Le gustaba contemplar el corto vuelo del chamariz; ver su plumaje verdoso cuando se esponjaba junto al cercano arroyuelo; perseguir lagartijas junto a la tapia por donde trepaban las madreselvas; esconderse entre el herbazal que creía a la vera de la charca, donde rojeaban las venenosas adelfas y croaban las ranas durante las noches de luna. No conocía otro mundo más que el de los alrededores del caserío.
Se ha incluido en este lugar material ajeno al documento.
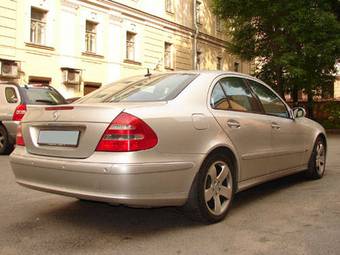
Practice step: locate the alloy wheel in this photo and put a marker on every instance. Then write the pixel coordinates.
(2, 139)
(218, 188)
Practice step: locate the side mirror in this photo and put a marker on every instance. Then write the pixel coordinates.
(299, 112)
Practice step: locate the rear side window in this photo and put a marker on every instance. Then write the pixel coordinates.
(141, 89)
(43, 96)
(272, 104)
(239, 95)
(11, 95)
(219, 99)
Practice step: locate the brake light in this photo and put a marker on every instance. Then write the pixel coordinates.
(20, 139)
(19, 112)
(127, 133)
(58, 108)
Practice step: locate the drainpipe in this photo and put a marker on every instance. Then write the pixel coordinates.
(194, 54)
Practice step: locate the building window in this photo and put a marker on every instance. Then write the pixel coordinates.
(130, 45)
(199, 60)
(168, 55)
(236, 67)
(90, 36)
(219, 63)
(38, 26)
(169, 6)
(199, 7)
(218, 24)
(90, 87)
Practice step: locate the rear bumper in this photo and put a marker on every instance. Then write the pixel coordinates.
(11, 127)
(135, 184)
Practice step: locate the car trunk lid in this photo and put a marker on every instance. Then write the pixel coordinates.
(71, 131)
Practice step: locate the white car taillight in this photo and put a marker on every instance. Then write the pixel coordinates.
(19, 112)
(19, 138)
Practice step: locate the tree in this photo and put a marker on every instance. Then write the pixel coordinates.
(294, 43)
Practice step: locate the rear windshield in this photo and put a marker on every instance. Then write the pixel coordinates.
(43, 96)
(161, 87)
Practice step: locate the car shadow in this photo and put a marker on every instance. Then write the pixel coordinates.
(136, 221)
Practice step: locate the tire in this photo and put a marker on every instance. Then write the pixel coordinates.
(212, 191)
(317, 161)
(4, 142)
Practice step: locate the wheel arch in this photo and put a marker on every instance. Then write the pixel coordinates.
(230, 153)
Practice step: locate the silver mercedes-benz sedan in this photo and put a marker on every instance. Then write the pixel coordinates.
(189, 139)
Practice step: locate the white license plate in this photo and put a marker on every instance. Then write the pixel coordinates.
(59, 138)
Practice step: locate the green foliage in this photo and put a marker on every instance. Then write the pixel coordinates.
(332, 111)
(294, 43)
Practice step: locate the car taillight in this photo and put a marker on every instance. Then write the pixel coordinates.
(19, 112)
(127, 133)
(20, 139)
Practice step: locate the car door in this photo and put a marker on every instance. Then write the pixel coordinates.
(238, 112)
(287, 140)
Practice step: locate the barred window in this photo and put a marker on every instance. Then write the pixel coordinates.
(91, 36)
(38, 26)
(130, 45)
(199, 60)
(199, 15)
(219, 63)
(169, 6)
(168, 55)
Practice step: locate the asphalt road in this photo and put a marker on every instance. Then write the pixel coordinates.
(287, 216)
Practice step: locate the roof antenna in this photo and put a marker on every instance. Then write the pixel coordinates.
(148, 74)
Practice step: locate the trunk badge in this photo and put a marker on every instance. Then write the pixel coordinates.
(55, 115)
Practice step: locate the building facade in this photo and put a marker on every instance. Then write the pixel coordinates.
(79, 45)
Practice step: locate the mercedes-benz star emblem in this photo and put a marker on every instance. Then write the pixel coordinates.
(55, 115)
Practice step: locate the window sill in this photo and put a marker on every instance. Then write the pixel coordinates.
(170, 12)
(91, 54)
(132, 62)
(39, 46)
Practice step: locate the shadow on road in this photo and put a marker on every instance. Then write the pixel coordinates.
(129, 221)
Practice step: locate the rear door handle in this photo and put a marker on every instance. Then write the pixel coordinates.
(275, 125)
(233, 124)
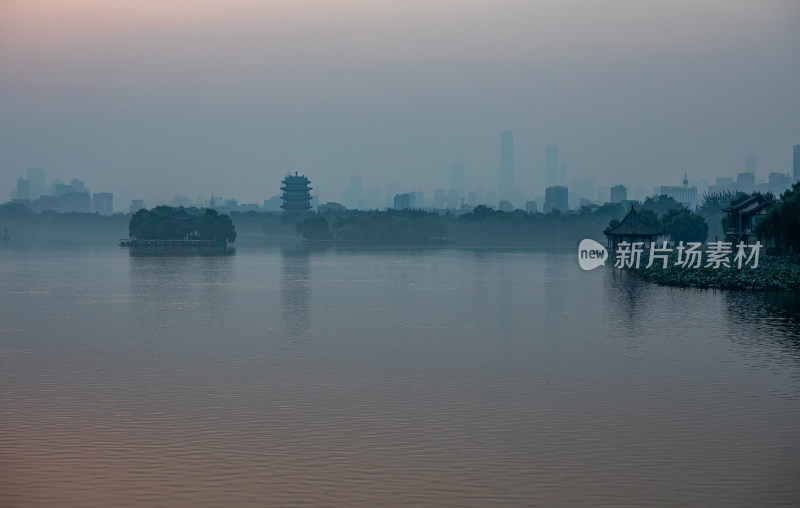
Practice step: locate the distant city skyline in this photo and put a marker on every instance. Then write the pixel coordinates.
(199, 98)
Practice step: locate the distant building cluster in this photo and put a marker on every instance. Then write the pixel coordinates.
(59, 197)
(295, 191)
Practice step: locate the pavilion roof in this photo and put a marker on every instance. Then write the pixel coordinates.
(632, 225)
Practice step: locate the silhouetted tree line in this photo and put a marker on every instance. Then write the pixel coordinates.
(782, 223)
(169, 223)
(672, 218)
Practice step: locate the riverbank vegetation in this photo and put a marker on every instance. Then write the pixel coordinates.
(772, 273)
(170, 223)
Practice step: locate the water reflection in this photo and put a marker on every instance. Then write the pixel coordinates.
(766, 325)
(295, 291)
(166, 284)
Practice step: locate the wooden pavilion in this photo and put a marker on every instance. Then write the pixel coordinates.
(631, 229)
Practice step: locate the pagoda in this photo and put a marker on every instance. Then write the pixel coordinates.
(296, 194)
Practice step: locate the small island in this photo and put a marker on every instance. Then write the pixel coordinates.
(166, 226)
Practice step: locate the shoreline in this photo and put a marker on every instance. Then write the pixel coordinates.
(774, 273)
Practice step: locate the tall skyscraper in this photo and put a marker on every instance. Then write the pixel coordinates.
(36, 179)
(796, 163)
(507, 166)
(551, 165)
(618, 193)
(459, 180)
(750, 163)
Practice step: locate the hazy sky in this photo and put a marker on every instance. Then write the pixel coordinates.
(201, 96)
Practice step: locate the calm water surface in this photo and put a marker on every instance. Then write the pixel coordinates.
(368, 377)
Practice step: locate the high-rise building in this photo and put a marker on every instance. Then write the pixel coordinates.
(796, 163)
(36, 179)
(556, 198)
(551, 165)
(103, 203)
(353, 196)
(403, 201)
(506, 187)
(681, 193)
(296, 194)
(618, 194)
(459, 180)
(750, 163)
(23, 191)
(584, 187)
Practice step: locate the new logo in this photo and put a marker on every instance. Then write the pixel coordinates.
(591, 254)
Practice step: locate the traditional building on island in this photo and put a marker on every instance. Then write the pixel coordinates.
(296, 194)
(631, 229)
(745, 216)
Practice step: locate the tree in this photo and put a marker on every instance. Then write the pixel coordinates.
(684, 226)
(650, 218)
(782, 223)
(169, 223)
(215, 227)
(314, 227)
(661, 204)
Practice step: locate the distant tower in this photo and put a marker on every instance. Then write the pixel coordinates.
(507, 166)
(551, 165)
(750, 163)
(618, 194)
(459, 180)
(296, 194)
(796, 163)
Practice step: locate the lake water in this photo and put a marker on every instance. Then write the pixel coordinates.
(372, 377)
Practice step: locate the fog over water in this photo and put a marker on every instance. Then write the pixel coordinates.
(371, 377)
(198, 98)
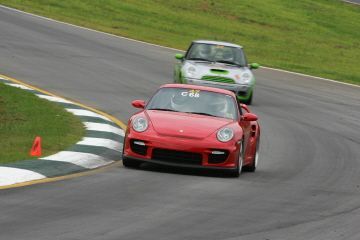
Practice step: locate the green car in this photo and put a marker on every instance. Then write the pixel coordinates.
(217, 64)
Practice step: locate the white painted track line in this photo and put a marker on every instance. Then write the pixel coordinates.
(101, 142)
(53, 99)
(104, 128)
(87, 113)
(11, 175)
(86, 160)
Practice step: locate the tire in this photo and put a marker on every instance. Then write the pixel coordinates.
(237, 171)
(129, 163)
(252, 167)
(249, 101)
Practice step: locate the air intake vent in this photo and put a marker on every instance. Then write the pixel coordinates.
(218, 79)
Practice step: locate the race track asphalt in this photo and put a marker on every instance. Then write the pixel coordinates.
(307, 185)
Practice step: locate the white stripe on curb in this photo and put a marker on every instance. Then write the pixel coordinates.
(87, 113)
(19, 86)
(104, 128)
(86, 160)
(53, 99)
(11, 175)
(101, 142)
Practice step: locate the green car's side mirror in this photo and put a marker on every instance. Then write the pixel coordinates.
(254, 66)
(179, 56)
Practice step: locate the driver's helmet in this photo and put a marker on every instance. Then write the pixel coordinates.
(204, 51)
(228, 55)
(179, 102)
(218, 105)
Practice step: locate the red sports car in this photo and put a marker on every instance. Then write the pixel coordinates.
(193, 126)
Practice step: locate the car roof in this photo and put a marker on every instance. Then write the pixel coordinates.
(198, 87)
(218, 43)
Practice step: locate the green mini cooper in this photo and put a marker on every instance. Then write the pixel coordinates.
(217, 64)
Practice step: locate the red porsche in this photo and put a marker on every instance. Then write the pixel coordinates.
(193, 126)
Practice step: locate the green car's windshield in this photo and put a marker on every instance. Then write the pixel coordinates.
(194, 101)
(216, 53)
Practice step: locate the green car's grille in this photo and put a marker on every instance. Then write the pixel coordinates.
(218, 79)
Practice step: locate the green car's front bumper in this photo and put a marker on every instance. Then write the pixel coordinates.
(243, 92)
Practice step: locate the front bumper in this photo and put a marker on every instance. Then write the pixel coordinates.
(203, 147)
(242, 91)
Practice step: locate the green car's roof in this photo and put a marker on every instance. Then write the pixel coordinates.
(218, 43)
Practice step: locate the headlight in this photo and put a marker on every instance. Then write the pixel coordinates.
(225, 134)
(245, 77)
(191, 71)
(140, 124)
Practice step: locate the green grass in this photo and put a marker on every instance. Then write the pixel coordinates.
(24, 116)
(319, 37)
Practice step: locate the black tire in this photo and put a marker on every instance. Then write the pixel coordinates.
(253, 165)
(249, 101)
(130, 163)
(239, 167)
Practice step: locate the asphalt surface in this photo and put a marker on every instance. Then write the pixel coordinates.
(307, 185)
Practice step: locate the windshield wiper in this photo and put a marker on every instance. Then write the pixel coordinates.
(229, 62)
(199, 59)
(163, 109)
(202, 113)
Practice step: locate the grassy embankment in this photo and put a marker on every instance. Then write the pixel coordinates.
(24, 116)
(314, 37)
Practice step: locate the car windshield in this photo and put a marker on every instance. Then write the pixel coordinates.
(194, 101)
(216, 53)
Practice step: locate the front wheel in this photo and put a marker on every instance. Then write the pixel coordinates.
(252, 167)
(237, 171)
(249, 101)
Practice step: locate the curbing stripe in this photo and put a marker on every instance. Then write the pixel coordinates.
(53, 98)
(47, 168)
(107, 135)
(97, 120)
(85, 160)
(87, 113)
(103, 128)
(101, 145)
(11, 175)
(102, 142)
(103, 152)
(70, 105)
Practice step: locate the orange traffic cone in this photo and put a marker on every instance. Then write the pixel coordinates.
(36, 148)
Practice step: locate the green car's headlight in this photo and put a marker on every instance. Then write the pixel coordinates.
(245, 77)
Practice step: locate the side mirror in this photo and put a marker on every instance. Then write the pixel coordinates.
(179, 56)
(254, 66)
(138, 103)
(249, 117)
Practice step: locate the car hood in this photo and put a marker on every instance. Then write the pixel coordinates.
(215, 69)
(183, 125)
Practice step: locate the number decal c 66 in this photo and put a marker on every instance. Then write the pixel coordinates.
(191, 93)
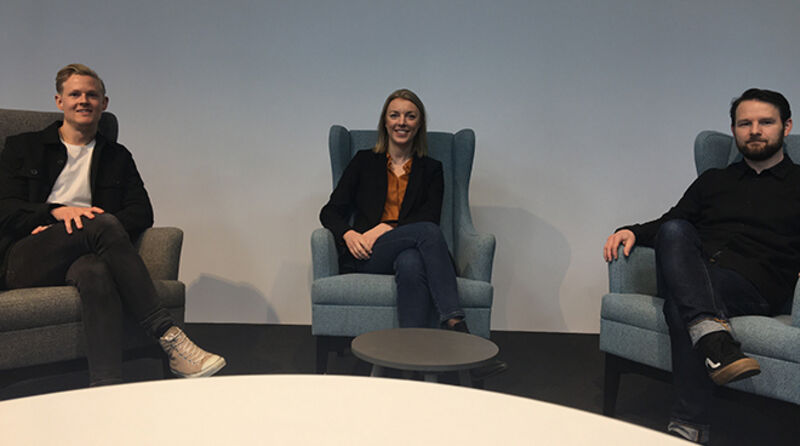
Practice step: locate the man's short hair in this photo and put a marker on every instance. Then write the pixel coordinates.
(768, 96)
(76, 68)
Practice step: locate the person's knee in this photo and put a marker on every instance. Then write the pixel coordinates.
(89, 269)
(408, 263)
(105, 224)
(672, 230)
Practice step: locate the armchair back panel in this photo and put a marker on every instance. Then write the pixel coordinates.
(13, 122)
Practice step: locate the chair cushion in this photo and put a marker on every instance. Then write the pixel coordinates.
(41, 307)
(639, 310)
(380, 290)
(771, 337)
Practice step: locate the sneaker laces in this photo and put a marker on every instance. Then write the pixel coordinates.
(187, 349)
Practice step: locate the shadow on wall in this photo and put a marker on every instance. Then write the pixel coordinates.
(531, 261)
(227, 301)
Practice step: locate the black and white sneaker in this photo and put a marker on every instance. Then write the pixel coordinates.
(724, 360)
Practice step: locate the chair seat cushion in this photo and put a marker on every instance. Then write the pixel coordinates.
(41, 307)
(772, 337)
(380, 290)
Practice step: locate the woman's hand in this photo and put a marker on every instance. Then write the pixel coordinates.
(374, 233)
(360, 245)
(623, 236)
(357, 245)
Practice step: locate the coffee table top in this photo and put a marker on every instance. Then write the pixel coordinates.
(303, 410)
(423, 349)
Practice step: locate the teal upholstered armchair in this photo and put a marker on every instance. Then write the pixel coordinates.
(633, 332)
(347, 305)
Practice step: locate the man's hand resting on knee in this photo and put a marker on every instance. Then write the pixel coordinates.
(624, 236)
(70, 215)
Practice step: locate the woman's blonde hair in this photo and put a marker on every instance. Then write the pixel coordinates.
(420, 143)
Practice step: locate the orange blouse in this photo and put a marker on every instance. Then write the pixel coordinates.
(396, 190)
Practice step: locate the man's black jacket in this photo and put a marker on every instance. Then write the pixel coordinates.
(30, 165)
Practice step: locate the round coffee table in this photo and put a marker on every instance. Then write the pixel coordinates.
(425, 350)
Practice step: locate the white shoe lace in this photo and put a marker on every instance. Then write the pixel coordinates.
(187, 349)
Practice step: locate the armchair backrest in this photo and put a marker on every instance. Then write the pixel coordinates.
(455, 150)
(715, 150)
(14, 122)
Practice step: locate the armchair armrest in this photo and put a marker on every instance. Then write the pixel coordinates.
(475, 254)
(324, 257)
(635, 273)
(160, 248)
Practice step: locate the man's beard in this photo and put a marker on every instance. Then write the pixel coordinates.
(762, 154)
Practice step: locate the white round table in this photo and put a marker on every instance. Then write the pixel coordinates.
(304, 409)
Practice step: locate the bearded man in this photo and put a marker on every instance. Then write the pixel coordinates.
(730, 247)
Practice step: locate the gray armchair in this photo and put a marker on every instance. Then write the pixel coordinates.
(634, 334)
(40, 327)
(347, 305)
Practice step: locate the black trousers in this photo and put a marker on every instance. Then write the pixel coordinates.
(100, 261)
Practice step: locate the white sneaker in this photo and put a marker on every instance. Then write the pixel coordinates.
(186, 359)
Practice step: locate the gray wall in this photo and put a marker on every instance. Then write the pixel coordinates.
(585, 113)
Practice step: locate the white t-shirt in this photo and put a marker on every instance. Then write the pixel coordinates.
(72, 187)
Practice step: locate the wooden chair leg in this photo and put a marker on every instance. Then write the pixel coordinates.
(323, 348)
(611, 384)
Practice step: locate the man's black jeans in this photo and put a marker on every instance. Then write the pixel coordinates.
(695, 289)
(100, 261)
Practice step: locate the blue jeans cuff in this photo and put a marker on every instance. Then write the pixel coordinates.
(704, 326)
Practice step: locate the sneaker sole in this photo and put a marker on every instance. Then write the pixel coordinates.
(208, 371)
(741, 369)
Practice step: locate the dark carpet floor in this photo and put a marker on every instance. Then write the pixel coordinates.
(565, 369)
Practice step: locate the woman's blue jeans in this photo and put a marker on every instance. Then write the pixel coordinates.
(417, 255)
(696, 289)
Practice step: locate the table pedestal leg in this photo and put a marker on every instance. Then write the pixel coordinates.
(465, 378)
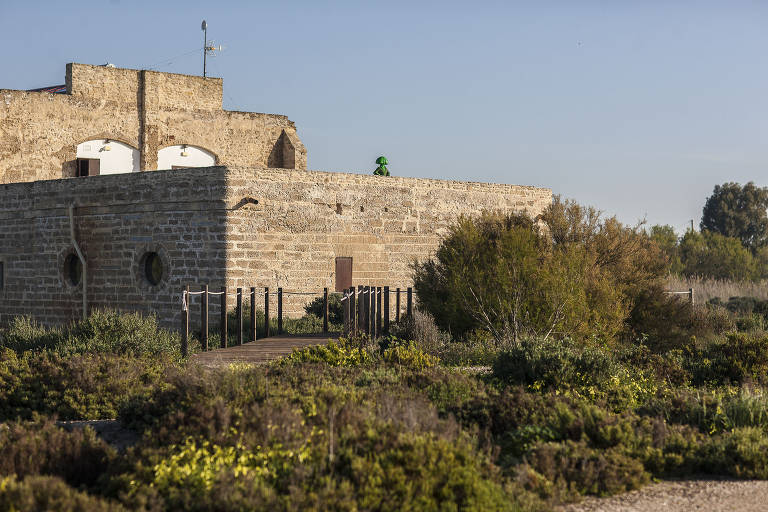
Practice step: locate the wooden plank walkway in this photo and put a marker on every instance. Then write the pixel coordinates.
(261, 350)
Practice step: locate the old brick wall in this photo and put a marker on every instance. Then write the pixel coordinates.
(241, 227)
(118, 218)
(39, 132)
(305, 220)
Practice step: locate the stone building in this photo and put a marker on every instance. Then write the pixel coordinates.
(248, 222)
(108, 120)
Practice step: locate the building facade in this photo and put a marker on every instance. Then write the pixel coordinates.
(110, 120)
(70, 178)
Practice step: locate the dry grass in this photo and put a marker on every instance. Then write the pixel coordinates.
(705, 289)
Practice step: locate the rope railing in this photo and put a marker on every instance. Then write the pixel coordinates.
(366, 310)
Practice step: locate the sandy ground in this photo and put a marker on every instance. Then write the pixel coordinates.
(683, 496)
(110, 431)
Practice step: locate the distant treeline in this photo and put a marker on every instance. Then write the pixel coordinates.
(733, 239)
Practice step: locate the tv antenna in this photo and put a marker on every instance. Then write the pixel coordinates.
(208, 46)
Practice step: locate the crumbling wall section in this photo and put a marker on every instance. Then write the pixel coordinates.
(148, 110)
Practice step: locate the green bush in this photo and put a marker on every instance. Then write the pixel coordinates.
(563, 366)
(710, 254)
(87, 386)
(341, 353)
(335, 308)
(580, 277)
(407, 354)
(102, 332)
(575, 468)
(734, 357)
(42, 448)
(49, 493)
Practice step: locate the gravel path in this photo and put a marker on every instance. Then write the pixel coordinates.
(683, 496)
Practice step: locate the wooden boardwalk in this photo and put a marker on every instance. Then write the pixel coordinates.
(261, 350)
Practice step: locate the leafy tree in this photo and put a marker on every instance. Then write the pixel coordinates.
(739, 212)
(710, 254)
(576, 277)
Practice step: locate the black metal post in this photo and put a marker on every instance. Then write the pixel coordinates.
(367, 302)
(410, 301)
(266, 311)
(325, 310)
(239, 316)
(185, 325)
(204, 318)
(386, 310)
(223, 323)
(373, 311)
(397, 306)
(360, 310)
(253, 313)
(378, 311)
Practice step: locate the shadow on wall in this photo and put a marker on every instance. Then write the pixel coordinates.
(283, 153)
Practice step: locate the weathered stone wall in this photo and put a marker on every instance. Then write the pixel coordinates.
(305, 220)
(241, 227)
(39, 132)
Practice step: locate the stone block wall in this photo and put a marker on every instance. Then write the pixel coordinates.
(148, 110)
(238, 227)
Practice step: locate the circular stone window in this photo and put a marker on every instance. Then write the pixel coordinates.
(73, 269)
(154, 270)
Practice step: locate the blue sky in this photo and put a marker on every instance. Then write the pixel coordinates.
(638, 108)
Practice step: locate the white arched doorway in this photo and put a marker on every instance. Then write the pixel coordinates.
(183, 155)
(105, 156)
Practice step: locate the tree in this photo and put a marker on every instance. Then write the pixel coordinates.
(710, 254)
(739, 212)
(577, 275)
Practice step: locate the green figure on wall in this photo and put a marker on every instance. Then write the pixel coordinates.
(381, 170)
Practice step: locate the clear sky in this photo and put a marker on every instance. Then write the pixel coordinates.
(636, 107)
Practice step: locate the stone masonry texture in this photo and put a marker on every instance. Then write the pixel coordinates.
(224, 226)
(148, 110)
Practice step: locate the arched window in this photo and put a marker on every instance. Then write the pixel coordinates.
(105, 156)
(183, 155)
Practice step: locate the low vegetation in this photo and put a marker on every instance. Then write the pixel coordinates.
(541, 365)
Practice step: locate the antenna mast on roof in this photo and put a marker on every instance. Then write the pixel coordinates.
(207, 45)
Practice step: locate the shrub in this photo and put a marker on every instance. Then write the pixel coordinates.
(88, 386)
(408, 355)
(575, 468)
(341, 353)
(102, 332)
(335, 308)
(421, 328)
(41, 448)
(713, 255)
(49, 493)
(666, 322)
(563, 366)
(734, 357)
(578, 278)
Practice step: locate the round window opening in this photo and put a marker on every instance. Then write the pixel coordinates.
(153, 268)
(73, 269)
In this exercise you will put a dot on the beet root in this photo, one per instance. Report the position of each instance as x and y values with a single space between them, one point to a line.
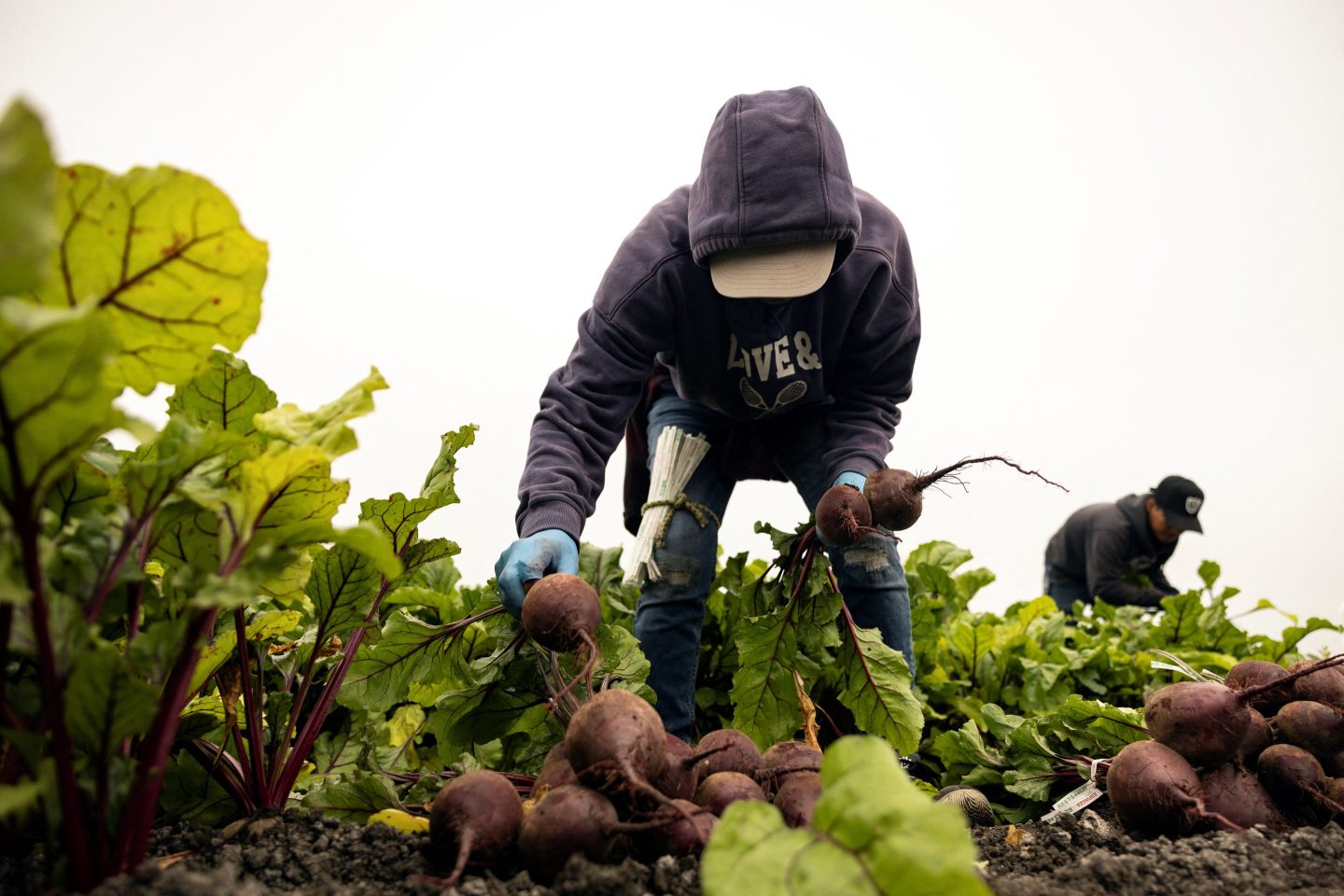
1253 673
723 789
1155 791
677 829
797 797
784 759
1323 685
475 819
616 745
1312 725
1295 780
568 819
678 777
1258 735
1238 795
562 613
1202 721
733 751
894 500
843 516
Alguna vez se había atrevido a llegar hasta el cercano pinar, y le gustaba pisar el alhumajo y espantar las urracas o correr tras los lagartos, que dormitaban en los claros de sol.
Aquella tarde, cuando la luz escapaba ya tras el pinar y la construcción del cortijo, que Cristobalito veía diariamente sin entusiasmo alguno, se recortaba contra poniente, vio a una mujer que pasaba, despacio y oscura, por la vereda que se perdía por el altozano. Miró al chiquillo y éste se sintió reflejado en el melancólico mirar de la mujer, que se alejaba más lenta por el atardecer.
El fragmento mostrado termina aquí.